# Lighting Kit



## HurtinMinorKey (May 14, 2012)

I'm looking to upgrade my lighting for video for shooting with my 5D. I currently use 3-500watt tungsten lights. Anyone with any bright(apologies for the pun) ideas?

Looking to spend between $1000-2000(US)


----------



## DB (May 14, 2012)

I have 2 umbrella light stands with twin x 625 Watt 5500K bulbs in each and I found that even shooting with both I was restricted to f2.8 to f4 still, so I picked up 3 x 800 Watt 'Red-Heads' with barn doors as well, on eBay for a few hundred bucks, then I purchased some dichroic filters for them (sort of blue/yellow glass filters that cost $28 each) to convert them from 3200k to 5500k. They really make a big difference, plus they come in their own carry-case. The bulbs are not cheap though, but I got half a dozen more (as spares) on-line for another 80 dollars. You don't have to spend a lot on lighting kits. For a thousand bucks you could get half a dozen Red-heads, that are lightweight, portable and most important; they're easily adjustable and the barn doors are great for lighting backgrounds etc. Now I just use the umbrella lights close-in to the subject and use the others for boosting the ambient light.


----------



## HurtinMinorKey (May 14, 2012)

Could you give me a link to them?


----------



## DB (May 14, 2012)

The daylight filters link is as follows:

http://www.ebay.ie/itm/Dichroic-Daylight-Filter-Redhead-3300K-5600K-/110827294307?pt=LH_DefaultDomain_0&hash=item19cdd24e63#ht_1900wt_1396

And the link from the same store for the lights is

http://www.ebay.ie/itm/Continuous-Light-Red-Head-800w-extra-free-tube-/140271609673?pt=LH_DefaultDomain_0&hash=item20a8d6e749#ht_2005wt_1396

Personally, I bought my Red-Heads from a Chinese manufacturer that shipped out of the UK (see link below):

http://www.ebay.ie/itm/2400w-red-head-Continuous-lighting-light-kit-3m-cable-/150499176035?pt=UK_Photography_StudioEquipment_RL&hash=item230a732e63#ht_2503wt_1139

I got the above set with bag, stands, lights etc. Just as a note, there are suppliers on-line who also supply longer electric cables with individual On/Off switches, cos' these guys get really hot (that's the downside), so it is nice to be able to turn them off individually/separately without having to unplug them (or switching off the wall socket if you're using a multi-socket adapter).


----------



## paul13walnut5 (May 14, 2012)

You don't say what kind of shooting you are doing. Reds are great for large perspective lighting with plenty if room, but they are prone to hotspots and can be very uncomfortable to be under fir any length of time.

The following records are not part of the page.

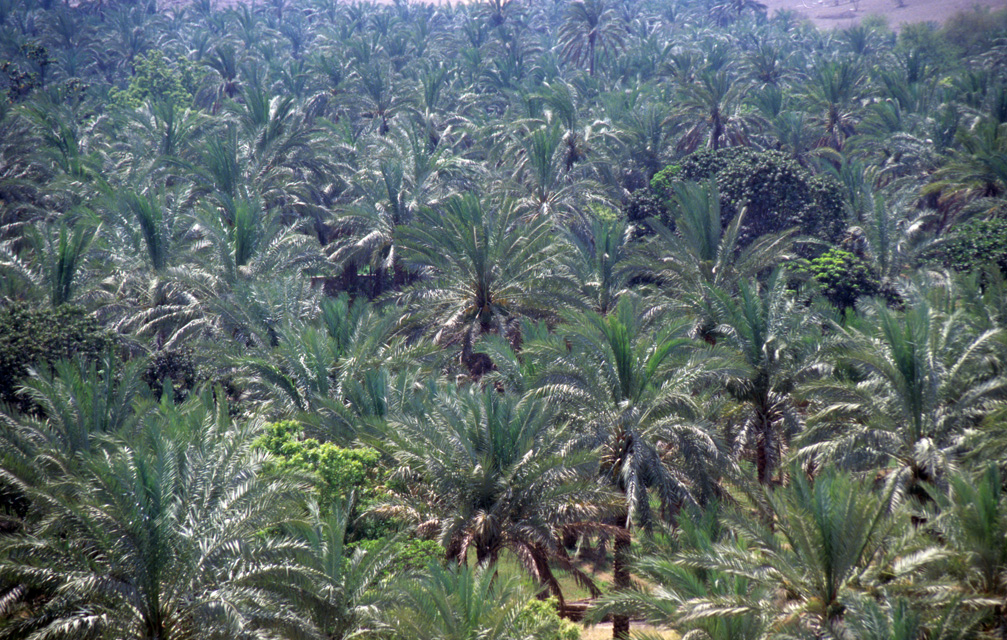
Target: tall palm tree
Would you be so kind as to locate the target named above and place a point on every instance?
(492, 475)
(598, 264)
(673, 586)
(590, 28)
(824, 544)
(974, 527)
(712, 108)
(767, 331)
(835, 89)
(913, 383)
(625, 380)
(53, 266)
(483, 267)
(159, 539)
(702, 256)
(347, 588)
(459, 603)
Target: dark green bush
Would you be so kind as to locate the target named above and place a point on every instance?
(175, 365)
(411, 554)
(972, 246)
(338, 471)
(843, 277)
(776, 191)
(30, 337)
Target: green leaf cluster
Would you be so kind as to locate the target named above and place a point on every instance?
(29, 337)
(844, 277)
(161, 80)
(338, 471)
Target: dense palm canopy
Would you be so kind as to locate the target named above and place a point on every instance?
(308, 308)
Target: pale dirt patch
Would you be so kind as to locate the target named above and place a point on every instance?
(604, 632)
(828, 14)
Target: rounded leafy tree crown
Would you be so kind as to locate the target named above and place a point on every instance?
(773, 189)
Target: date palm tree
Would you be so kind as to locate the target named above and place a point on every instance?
(459, 603)
(625, 381)
(482, 268)
(915, 382)
(492, 474)
(590, 29)
(161, 538)
(825, 544)
(712, 109)
(702, 256)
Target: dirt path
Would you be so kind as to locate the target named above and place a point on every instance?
(829, 14)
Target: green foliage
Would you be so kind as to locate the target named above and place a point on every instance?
(774, 191)
(973, 31)
(31, 336)
(160, 80)
(411, 554)
(844, 277)
(972, 246)
(541, 621)
(339, 471)
(171, 366)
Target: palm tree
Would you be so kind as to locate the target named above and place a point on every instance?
(347, 587)
(673, 586)
(767, 331)
(835, 90)
(911, 384)
(54, 266)
(979, 169)
(713, 105)
(484, 268)
(159, 539)
(625, 380)
(459, 603)
(702, 256)
(974, 527)
(590, 28)
(598, 263)
(492, 475)
(824, 544)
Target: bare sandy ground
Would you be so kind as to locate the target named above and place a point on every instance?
(829, 14)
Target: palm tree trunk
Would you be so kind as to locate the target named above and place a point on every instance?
(620, 572)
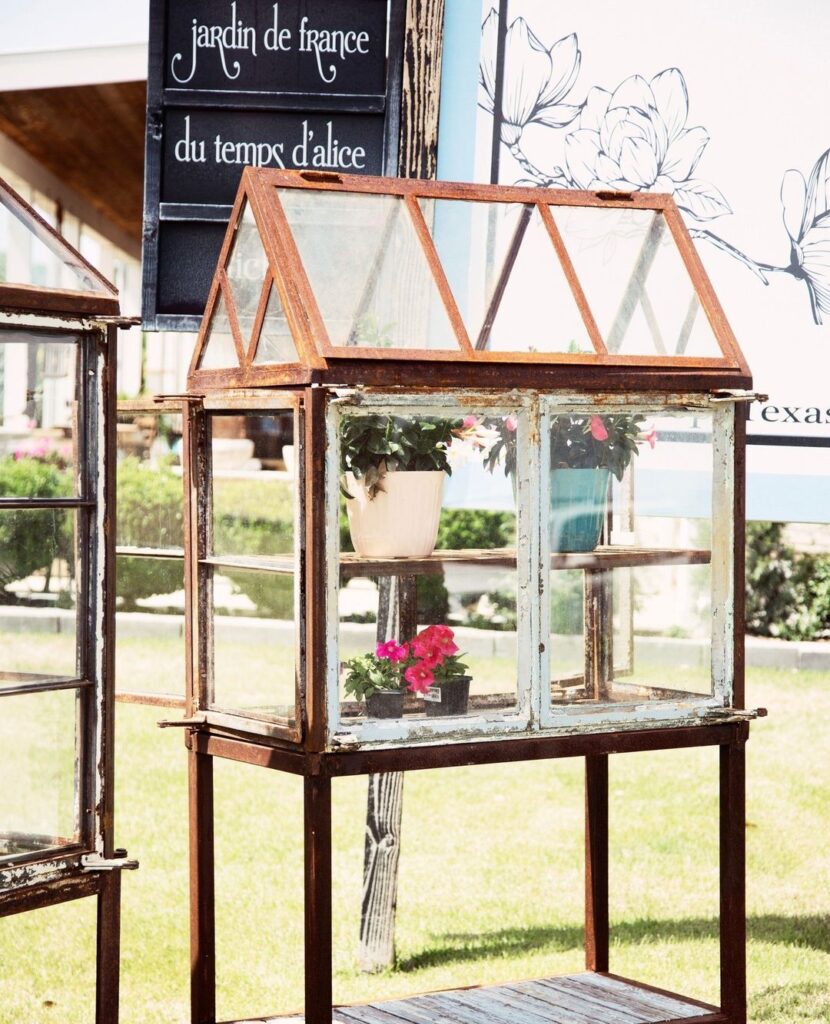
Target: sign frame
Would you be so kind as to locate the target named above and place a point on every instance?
(162, 99)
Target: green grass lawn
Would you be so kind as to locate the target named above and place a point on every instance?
(490, 882)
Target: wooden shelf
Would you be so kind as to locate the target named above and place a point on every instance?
(577, 998)
(609, 557)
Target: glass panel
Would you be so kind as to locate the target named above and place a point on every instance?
(219, 352)
(275, 342)
(38, 416)
(254, 492)
(367, 270)
(38, 594)
(149, 626)
(247, 270)
(39, 748)
(506, 276)
(629, 530)
(149, 484)
(31, 254)
(445, 620)
(254, 633)
(636, 283)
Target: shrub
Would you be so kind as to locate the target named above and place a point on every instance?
(30, 541)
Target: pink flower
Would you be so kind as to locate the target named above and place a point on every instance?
(392, 650)
(598, 431)
(419, 677)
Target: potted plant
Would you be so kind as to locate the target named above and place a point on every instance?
(584, 452)
(393, 472)
(437, 672)
(378, 679)
(429, 666)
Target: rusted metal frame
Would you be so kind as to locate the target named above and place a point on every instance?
(47, 503)
(597, 920)
(370, 283)
(277, 375)
(572, 279)
(317, 898)
(300, 303)
(49, 686)
(733, 878)
(107, 942)
(74, 886)
(31, 298)
(150, 699)
(50, 239)
(315, 568)
(213, 294)
(259, 317)
(437, 270)
(284, 259)
(703, 288)
(233, 320)
(739, 556)
(526, 748)
(727, 560)
(504, 275)
(637, 284)
(651, 321)
(203, 898)
(331, 181)
(688, 325)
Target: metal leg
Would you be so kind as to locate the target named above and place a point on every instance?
(597, 862)
(317, 820)
(203, 919)
(733, 880)
(108, 949)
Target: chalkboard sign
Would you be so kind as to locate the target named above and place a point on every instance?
(295, 83)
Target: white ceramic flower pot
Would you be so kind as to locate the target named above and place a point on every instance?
(401, 521)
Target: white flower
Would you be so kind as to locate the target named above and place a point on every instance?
(536, 79)
(637, 138)
(806, 217)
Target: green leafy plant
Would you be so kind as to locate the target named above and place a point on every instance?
(372, 445)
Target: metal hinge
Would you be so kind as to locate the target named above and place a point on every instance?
(736, 394)
(734, 714)
(118, 862)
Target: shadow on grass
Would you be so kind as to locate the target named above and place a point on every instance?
(811, 931)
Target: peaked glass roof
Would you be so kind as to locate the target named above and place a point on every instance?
(40, 270)
(319, 267)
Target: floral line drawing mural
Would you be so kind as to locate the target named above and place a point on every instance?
(636, 137)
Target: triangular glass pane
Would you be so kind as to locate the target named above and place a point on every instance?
(247, 268)
(219, 351)
(367, 270)
(33, 253)
(636, 282)
(275, 342)
(505, 274)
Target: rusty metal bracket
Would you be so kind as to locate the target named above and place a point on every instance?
(118, 862)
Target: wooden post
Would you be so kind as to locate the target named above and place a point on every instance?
(107, 961)
(317, 933)
(418, 158)
(733, 877)
(397, 616)
(597, 929)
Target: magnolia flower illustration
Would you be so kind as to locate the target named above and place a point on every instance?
(536, 79)
(636, 137)
(806, 218)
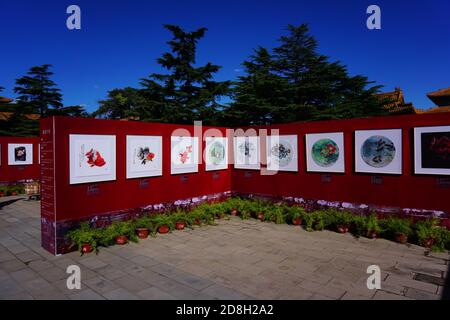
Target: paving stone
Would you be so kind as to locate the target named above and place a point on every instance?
(120, 294)
(421, 295)
(87, 294)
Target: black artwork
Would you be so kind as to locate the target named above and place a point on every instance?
(436, 150)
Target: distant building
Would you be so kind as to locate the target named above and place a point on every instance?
(442, 100)
(394, 102)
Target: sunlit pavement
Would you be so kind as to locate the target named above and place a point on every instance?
(233, 260)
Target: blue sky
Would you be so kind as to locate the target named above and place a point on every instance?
(120, 40)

You also need be ware of overloading power circuits, 3x reds are right at 13a, so if you want to plugin anything else you'll need to be careful.

For interviews dedolights are pretty good, low power but with aspheric projection lens they punch more than their weight. By the time you add scrim or diff then you are vastly reducing their range, and thus forcing a closer perspective.

For my interview stuff my go to lamp is an interfit coolite9. Comes with softbox, i use the 9 bulb version, it's daylight balanced and so needs cc gels to mix with indoor lighting.

Uses much less power than a red, is comfortable to sit under and is relatively cheap. Bulbs are dear though, but should last a long time. Very diffuse and natural looking. I usually combine these with a reflector just begind the subject, or rotolights for shadow lift or rim lighting.

Ritolights can be used on their own for running a gunning, but need to be close to subject with a fast aperture and sometime higher iso.


----------



## Axilrod (May 14, 2012)

Arri Fresnels


----------



## DB (May 14, 2012)

For documentary style interviews I use low-wattage energy efficient photographic bulbs e.g. 115 watt consumption but 625W equivalent output. I use 2 per light stand through a white umbrella - gives great soft diffuse lighting just out of shot (2 or 3 feet away from where interviewees are seated). I usually place I light stand at either side of the person (typically one at 90-degrees and the other at 30-degrees). But when you're in a large conference room in a hotel which is what I use (hire them by the day) you still need more light. This is where the Red-Heads are really useful. Yes they give out tremendous heat if you're 6 to 8 feet away from them, but not so at 25 - 30 feet. Then you can light up backgrounds (so no shadows from main umbrella lights). You can point one of them straight up at the ceiling (if painted white), plus you can bounce them off walls, glass shelves, bookcases etc.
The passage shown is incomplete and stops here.